Asked Sunday if he was calling for McDonnell’s impeachment, Surovell said in an e-mail, “There are many ways we can put pressure. Its unacceptable that only 3 legislators have spoken out.”

McDonnell spokesman Tucker Martin declined Sunday to comment on Surovell’s demand. McDonnell has previously said that he has done nothing wrong.

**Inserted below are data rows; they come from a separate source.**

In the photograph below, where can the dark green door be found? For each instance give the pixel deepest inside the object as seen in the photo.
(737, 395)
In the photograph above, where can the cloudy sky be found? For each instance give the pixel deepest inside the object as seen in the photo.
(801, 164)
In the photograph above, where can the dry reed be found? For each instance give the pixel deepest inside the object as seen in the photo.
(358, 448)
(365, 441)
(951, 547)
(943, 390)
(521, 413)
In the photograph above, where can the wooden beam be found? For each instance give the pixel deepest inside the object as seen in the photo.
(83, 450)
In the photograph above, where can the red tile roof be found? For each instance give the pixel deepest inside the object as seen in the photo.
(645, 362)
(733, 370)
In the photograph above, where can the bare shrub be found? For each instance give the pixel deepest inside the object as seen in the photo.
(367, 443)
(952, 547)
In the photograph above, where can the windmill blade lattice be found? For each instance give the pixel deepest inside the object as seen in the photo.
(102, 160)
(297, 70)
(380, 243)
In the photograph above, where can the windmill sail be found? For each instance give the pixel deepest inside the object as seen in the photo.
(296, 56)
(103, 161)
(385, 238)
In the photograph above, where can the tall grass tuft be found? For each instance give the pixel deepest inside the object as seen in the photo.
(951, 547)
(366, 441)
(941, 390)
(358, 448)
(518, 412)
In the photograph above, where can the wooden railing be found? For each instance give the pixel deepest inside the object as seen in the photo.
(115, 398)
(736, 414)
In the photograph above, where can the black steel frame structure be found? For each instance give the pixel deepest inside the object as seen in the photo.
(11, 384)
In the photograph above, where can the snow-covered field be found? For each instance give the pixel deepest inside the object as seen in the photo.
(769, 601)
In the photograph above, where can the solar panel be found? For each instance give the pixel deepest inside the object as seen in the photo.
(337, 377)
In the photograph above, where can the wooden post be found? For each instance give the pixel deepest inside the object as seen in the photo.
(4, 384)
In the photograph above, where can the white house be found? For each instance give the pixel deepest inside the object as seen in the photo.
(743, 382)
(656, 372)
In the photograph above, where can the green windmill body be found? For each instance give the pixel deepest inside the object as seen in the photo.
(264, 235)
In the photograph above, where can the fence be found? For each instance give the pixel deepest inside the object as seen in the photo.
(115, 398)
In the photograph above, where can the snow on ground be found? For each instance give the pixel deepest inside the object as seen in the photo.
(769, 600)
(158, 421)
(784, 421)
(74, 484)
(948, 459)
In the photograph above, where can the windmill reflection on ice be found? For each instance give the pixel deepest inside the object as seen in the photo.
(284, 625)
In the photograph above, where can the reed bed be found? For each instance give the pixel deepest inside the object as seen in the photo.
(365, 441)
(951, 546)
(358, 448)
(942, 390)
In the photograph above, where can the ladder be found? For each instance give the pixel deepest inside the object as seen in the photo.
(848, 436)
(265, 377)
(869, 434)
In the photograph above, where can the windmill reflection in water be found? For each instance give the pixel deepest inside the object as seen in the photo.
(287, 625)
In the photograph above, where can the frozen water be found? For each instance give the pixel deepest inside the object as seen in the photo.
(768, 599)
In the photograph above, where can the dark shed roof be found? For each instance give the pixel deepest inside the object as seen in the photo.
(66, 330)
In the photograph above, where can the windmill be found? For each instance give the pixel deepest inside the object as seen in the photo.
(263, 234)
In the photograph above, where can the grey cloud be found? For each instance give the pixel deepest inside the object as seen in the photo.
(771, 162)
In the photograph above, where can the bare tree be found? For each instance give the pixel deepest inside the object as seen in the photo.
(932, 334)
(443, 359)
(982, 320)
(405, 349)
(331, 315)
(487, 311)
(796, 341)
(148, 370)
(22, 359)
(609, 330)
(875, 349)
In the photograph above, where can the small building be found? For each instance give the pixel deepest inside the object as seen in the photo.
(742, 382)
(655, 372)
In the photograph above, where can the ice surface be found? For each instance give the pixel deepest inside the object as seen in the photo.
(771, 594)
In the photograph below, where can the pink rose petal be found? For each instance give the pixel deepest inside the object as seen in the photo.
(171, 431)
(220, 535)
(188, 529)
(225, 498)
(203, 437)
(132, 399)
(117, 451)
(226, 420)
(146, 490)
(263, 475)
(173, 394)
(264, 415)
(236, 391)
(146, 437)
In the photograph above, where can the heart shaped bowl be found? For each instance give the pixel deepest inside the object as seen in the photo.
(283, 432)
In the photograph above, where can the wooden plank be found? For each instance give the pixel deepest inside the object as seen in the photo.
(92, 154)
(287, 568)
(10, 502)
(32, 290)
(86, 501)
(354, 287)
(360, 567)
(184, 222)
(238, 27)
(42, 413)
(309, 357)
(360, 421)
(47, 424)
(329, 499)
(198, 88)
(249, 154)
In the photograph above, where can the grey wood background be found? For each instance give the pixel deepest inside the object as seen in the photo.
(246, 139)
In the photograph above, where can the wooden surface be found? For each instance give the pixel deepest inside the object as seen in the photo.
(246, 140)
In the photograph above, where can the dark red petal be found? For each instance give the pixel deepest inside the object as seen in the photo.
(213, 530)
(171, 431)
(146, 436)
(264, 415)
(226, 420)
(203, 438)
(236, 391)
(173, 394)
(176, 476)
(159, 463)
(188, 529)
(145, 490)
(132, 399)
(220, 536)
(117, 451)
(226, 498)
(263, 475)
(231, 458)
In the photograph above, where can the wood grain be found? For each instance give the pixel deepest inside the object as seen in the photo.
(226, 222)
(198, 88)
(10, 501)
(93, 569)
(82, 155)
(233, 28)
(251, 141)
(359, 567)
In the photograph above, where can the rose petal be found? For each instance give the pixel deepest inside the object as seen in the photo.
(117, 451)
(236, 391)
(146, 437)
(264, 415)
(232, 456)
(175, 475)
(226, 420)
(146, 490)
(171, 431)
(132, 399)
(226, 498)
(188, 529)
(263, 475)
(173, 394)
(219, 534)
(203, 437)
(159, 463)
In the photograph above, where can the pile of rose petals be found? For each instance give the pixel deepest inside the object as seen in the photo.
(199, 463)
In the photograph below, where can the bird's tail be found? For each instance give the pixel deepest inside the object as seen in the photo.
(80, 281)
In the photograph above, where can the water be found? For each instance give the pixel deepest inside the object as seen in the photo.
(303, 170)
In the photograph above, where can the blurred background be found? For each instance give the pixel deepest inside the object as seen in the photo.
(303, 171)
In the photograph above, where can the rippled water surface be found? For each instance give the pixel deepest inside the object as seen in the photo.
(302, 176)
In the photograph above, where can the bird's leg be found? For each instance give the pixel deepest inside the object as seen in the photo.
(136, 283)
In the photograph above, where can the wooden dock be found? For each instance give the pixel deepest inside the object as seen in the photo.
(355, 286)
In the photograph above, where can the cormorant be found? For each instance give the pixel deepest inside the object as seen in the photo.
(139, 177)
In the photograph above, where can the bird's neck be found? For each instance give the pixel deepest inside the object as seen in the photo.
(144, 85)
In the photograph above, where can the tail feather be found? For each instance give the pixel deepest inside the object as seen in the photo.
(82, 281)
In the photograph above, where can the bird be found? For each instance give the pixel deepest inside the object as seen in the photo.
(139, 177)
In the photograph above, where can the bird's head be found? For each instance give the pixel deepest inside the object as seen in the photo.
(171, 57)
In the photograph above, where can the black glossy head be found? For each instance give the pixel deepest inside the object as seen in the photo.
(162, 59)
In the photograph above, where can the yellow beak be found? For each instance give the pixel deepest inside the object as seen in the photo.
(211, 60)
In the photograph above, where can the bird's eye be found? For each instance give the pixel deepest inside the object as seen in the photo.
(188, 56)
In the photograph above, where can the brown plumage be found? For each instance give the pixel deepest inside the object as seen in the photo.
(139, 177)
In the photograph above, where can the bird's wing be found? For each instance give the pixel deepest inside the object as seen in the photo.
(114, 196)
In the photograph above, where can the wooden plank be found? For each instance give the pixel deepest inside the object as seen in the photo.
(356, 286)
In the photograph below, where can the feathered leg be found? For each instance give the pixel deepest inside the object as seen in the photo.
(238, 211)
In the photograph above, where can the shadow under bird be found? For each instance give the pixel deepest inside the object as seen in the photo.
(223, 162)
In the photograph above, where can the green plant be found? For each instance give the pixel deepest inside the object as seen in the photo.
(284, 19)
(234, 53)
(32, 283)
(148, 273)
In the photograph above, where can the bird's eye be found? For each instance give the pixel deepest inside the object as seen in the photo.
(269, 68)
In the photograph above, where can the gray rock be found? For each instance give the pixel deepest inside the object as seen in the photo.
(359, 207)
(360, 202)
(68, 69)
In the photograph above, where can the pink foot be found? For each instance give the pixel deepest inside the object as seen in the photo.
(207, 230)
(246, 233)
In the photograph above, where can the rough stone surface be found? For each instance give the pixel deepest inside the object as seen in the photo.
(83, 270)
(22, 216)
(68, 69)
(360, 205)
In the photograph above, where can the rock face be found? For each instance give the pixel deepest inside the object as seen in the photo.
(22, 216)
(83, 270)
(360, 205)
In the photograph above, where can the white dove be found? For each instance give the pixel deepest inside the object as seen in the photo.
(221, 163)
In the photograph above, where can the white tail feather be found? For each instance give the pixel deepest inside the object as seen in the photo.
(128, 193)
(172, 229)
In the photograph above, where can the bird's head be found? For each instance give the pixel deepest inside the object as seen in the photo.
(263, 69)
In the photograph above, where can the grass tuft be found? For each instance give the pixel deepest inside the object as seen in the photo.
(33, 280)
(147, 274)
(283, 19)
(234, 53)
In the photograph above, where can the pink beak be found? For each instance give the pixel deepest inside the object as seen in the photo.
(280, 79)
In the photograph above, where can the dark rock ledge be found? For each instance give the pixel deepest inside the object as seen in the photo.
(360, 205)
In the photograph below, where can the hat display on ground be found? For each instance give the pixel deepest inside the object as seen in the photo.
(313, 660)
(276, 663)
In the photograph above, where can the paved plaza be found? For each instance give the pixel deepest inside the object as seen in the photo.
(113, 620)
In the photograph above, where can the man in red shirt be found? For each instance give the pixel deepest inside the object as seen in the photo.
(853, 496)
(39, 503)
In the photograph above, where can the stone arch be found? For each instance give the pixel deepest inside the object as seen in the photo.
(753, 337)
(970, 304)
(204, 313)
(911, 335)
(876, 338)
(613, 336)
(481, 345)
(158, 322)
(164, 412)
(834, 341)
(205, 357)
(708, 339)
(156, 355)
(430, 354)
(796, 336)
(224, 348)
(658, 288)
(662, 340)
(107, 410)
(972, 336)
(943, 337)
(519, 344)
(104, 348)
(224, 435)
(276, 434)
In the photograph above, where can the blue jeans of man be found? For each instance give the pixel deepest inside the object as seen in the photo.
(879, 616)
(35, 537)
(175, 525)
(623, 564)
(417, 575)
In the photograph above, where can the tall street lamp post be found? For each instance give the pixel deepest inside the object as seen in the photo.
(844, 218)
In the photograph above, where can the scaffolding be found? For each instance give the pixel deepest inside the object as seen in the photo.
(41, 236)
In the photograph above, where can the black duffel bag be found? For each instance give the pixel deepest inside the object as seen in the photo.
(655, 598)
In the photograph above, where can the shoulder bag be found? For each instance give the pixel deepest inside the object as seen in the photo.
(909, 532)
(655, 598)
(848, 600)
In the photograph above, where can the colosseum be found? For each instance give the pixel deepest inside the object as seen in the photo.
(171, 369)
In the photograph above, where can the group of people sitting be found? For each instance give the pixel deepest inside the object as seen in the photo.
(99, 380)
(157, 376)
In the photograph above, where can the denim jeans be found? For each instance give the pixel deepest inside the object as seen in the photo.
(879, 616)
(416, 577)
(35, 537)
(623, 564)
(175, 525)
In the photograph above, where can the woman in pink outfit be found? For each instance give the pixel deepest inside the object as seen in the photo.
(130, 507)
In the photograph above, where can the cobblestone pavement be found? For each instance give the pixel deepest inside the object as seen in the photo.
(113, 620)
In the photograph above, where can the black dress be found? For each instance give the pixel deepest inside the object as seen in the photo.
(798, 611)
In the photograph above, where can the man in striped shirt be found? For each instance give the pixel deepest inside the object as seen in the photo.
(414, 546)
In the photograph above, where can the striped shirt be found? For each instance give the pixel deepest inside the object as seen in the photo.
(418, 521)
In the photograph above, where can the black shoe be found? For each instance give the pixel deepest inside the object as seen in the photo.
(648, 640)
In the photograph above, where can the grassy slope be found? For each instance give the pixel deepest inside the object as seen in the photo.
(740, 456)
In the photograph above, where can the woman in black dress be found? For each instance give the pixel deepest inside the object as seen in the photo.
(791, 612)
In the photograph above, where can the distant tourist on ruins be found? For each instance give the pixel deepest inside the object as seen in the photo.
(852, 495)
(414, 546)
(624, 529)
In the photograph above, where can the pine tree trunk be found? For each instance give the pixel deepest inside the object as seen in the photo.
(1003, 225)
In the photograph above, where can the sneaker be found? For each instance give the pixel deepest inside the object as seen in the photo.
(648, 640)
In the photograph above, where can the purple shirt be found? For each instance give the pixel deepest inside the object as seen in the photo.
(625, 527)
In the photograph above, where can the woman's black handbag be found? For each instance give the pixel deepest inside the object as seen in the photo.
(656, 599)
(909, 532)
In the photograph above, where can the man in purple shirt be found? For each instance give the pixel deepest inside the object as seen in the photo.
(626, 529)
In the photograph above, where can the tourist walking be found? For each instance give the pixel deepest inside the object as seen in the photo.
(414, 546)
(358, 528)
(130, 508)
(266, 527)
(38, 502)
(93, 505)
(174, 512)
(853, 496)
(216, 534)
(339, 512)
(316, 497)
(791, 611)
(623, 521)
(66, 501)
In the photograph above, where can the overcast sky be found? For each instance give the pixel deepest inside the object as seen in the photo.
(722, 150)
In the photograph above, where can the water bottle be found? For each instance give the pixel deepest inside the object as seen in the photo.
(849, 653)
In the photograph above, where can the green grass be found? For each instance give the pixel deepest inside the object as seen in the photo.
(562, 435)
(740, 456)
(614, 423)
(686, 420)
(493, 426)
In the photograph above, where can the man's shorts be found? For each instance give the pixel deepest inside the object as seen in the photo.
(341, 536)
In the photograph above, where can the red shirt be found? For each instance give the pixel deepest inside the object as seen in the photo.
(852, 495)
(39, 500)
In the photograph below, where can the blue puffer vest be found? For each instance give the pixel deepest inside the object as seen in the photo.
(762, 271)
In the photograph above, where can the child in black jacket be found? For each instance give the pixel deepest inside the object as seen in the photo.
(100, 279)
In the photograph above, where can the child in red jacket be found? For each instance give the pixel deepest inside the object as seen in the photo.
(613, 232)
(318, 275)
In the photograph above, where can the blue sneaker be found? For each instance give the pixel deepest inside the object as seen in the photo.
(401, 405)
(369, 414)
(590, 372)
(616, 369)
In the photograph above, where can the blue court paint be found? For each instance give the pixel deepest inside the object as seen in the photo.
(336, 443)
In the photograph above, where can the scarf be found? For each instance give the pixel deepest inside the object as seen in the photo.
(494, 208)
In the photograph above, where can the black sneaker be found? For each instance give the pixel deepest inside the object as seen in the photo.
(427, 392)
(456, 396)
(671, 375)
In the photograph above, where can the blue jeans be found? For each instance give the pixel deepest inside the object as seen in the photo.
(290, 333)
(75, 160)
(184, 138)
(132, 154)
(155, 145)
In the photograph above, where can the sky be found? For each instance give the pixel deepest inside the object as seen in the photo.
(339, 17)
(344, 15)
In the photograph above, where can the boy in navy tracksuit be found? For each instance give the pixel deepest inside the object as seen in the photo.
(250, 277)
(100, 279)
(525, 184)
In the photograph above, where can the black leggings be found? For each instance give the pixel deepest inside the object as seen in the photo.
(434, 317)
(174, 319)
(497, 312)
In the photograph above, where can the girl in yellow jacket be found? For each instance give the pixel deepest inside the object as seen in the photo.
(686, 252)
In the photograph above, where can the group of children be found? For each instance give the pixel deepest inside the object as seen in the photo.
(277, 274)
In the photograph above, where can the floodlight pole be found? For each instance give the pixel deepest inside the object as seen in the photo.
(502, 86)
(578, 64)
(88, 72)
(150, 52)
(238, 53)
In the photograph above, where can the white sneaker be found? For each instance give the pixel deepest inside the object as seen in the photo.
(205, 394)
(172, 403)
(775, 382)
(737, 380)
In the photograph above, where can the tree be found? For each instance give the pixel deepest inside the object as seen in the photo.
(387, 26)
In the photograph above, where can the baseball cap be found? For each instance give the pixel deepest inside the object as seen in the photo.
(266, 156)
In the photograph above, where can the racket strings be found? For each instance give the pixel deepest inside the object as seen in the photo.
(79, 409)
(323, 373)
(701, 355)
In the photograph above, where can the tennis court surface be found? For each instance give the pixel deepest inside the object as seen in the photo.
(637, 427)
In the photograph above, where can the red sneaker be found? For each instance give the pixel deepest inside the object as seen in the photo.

Surovell’s call for McDonnell’s resignation follows a Washington Post story last week that reported that Star Scientific Inc. chief executive Jonnie R. Williams Sr. had given $70,000 to a corporation owned by McDonnell and his sister, $50,000 to first lady Maureen McDonnell and $10,000 to their daughter, Jeanine, to help defray the costs of her May wedding. Those gifts or loans were in addition to the $15,000 that, as The Post reported in March, Williams provided to cover the catering at the wedding of another McDonnell daughter, Cailin, in June 2011. McDonnell has said that Williams received no favors in exchange for the gifts.

On Wednesday, the day that report appeared, state Sen. Barbara Favola (D-Arlington) became the first state legislator to directly call for McDonnell’s resignation. A week earlier, based on previous reports on other gifts from Williams, including a $6,500 Rolex watch for the governor and a $15,000 Berdorf Goodman shopping spree for the first lady, Sen. Chap Petersen (D-Fairfax) had called on McDonnell to return the items and fully explain them to the public or resign.

McDonnell and his wife have helped Williams promote Star Scientific’s nutritional supplement, an anti-inflammatory called Anatabloc, with personal appearances by the first lady and a product launch party at the governor’s mansion. But McDonnell has said they have done nothing for Star that they wouldn’t do for any home-state enterprise.